One thing that this work is doing is helping me to understand page layout more and more, as well as understand some of the nastier CSS bugs in the Internet Explorer display code.

We went for a walk

I dragged the boy out for a walk (he would rather stay home) and the wife grabbed the dog. We walked for about a mile and a half, and back again. Now that we're back and tired, thought I'd stop and post a pic of the dog from the walk. We didn't see anything interesting nature-wise other than funny looking trees and some squirrels. I'd hoped to be able to get a picture of a large bird I'd seen out there before, or maybe a deer, but no such luck.

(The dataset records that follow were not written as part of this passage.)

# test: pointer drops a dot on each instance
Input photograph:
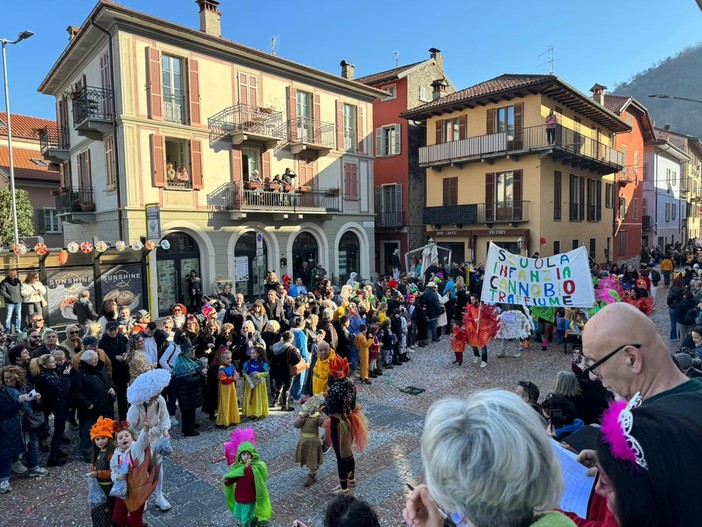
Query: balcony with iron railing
(92, 111)
(303, 133)
(243, 122)
(477, 213)
(238, 199)
(75, 200)
(54, 143)
(567, 146)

Mandarin Design. Web and Blog Design and Development

I want to thank Mandarin Design's website for some of the CSS tricks that I'm now using on my website. They have a lot of neat CSS tips and tricks that help your layout be more magazine-like. I've been working out different CSS classes than can be applied easily when I want to add these elements to my posts. Mandarin Design Like this nice pull-out text class in this post. All I have to do in Blogger while posting is assign a span or paragraph and give it the proper class name 'class=whatever'. And of course, changing the stylesheet automagically updates all of my posts...I'm beginning to really understand the allure of CSS. I don't think I'll ever go back to table layouts ;)

Check Engine Lights and Stupid Computers

The check engine light went off in my Dodge Neon (2000). This always causes a small swell of panic. After all, what kind of failure could you imagine would be associated with the Engine? Thrown rods and leaking head gaskets flooded my mind as I drove home on the highway at just barely the speed limit, fearing the worst was going on under the hood.

...all I can think is that it's going to cost me a new car.

The same car has been in a bad accident. It was a few years ago, and my wife got sideswiped by a van trying to make a right turn from the middle lane. It was pretty bad, but the car was mostly fixed up. I found out way too late that the alignment in the front end was permanently damaged, and there's not much I can do about it, save having her frame-pulled. Since I have no way to attribute this particular failure to the accident, I'd end up paying for it myself. Add to this that the hand-brake light has been turning on every time I accelerate from a dead stop and that I hadn't yet gotten my yearly inspection.....all I can think is that it's going to cost me a new car - and Im still paying for the wifes'.
I took her into the shop yesterday (note for others - it seems Firestone doesn't DO check-engine lights on the weekend, although I don't know why, since that's when people WANT their cars to be worked on.) and it costs $79.50 for them to pull the code out of the computer and look it up [probably on the Internet, for all I know]. They said the code represented a failure in a torque or acceleration sensor or something like that, so they removed and tested the sensor....which passed muster.
The car passed inspection, the brake light was an easy fix (low on brake fluid) and they turned off the code on the computer. Everything's fine and dandy with the car, except for that alignment thing on the front-left wheel...crisis averted...for now. Computers are great, except when they cost you money when they wrongly report a failure. The shop guy suggested that maybe the sensor just had a disconnect and replugging it in fixed it...we'll see. Stupid computer...at least it forced me to have the inspection and brakes done.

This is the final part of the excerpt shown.